Ask yourself, “Am I forgetting what is behind?  Have I let go of the insensitive remarks, the thoughtless comments, the useless advice?  Have I stopped dwelling on the last test result?  The last ultrasound?  The last retrieval?  Am I done grieving the failed IVF?  The miscarriage?  The latest bad news?  Am I ready to move in the direction of hope again?”

Consider this excerpt from God Calling:

“A man on a march carries only what he needs for that march.  Would you pity him if you saw him bearing, too, the overwhelming weight of the worn-out shoes and uniforms of past marches and years?  And yet, in the mental and spiritual life, man does these things.”

I know when we were in the middle of our infertility struggle, I couldn’t step outside it long enough to observe myself objectively.  Had I been able to, I would’ve seen that I was marching forward… but looking back.  I was trudging along, bearing the increasingly overwhelming weight of every heartache, failure, disappointment and scrap of bad news from our infertility journey.

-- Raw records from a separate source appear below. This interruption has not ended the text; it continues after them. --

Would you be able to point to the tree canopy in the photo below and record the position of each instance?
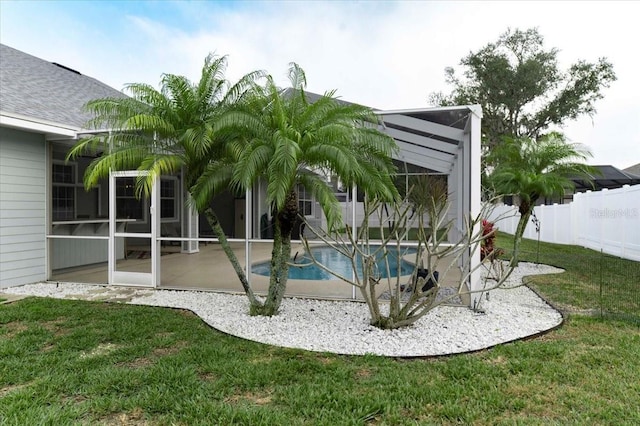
(530, 169)
(521, 88)
(282, 138)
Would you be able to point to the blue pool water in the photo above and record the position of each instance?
(338, 263)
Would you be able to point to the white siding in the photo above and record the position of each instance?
(22, 207)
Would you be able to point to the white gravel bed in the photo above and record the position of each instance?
(343, 327)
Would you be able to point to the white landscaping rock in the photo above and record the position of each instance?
(343, 327)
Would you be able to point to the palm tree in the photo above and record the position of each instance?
(530, 169)
(282, 138)
(166, 131)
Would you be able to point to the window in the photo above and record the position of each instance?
(168, 198)
(305, 201)
(63, 194)
(127, 205)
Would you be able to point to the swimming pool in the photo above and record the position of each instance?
(338, 263)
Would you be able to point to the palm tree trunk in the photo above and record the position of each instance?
(280, 256)
(214, 223)
(517, 238)
(279, 275)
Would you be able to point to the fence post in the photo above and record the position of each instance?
(601, 284)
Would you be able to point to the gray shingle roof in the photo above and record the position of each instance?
(633, 170)
(39, 89)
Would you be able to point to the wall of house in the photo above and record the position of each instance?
(22, 207)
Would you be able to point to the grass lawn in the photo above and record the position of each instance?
(579, 288)
(75, 362)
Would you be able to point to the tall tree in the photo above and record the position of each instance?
(530, 169)
(521, 88)
(165, 131)
(284, 139)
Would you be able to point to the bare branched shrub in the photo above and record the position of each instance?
(435, 259)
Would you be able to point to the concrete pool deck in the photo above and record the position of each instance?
(210, 270)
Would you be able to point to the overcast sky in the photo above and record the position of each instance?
(387, 55)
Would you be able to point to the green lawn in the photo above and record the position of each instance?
(592, 280)
(73, 362)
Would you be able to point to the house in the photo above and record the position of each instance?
(634, 170)
(607, 177)
(49, 223)
(40, 118)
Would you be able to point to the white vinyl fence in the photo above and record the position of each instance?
(607, 220)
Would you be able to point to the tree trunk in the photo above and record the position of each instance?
(280, 257)
(517, 238)
(213, 221)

I probably would have told you I was honoring our past efforts by remembering them.  But the truth is, I was also rehearsing defeat.  Unconsciously preparing for more of the same.  Without realizing it, my thoughts were affecting my actions and my choices – which was affecting what unfolded before me.

That’s why Paul writes about forgetting what is behind and straining toward what is ahead.  If we release our grip on the past, and instead, lean into a future where we trust that God makes anything possible… anything truly becomes possible.  We don’t limit God with our fear.

How do we forget something so painful?  One definition of the word forget is to disregard intentionally or to overlook.   We have to intentionally disregard our past so that it doesn’t keep us from moving forward.  We have to let go of the old in order to embrace the new.

That “new” thing could be a new procedure, a new doctor, or a new reason to hope.  It could be a new perspective, a new sense of peace, or a new path to happily-ever-after.  Whatever it is, that new thing could make a big difference.

So, don’t deny what you’ve been through, but don’t let it determine what’s around the next corner.  Trust that God has a better future in store.   Trust that He’s working behind the scenes on your behalf.  And trust that letting go of the past can open the door to your future.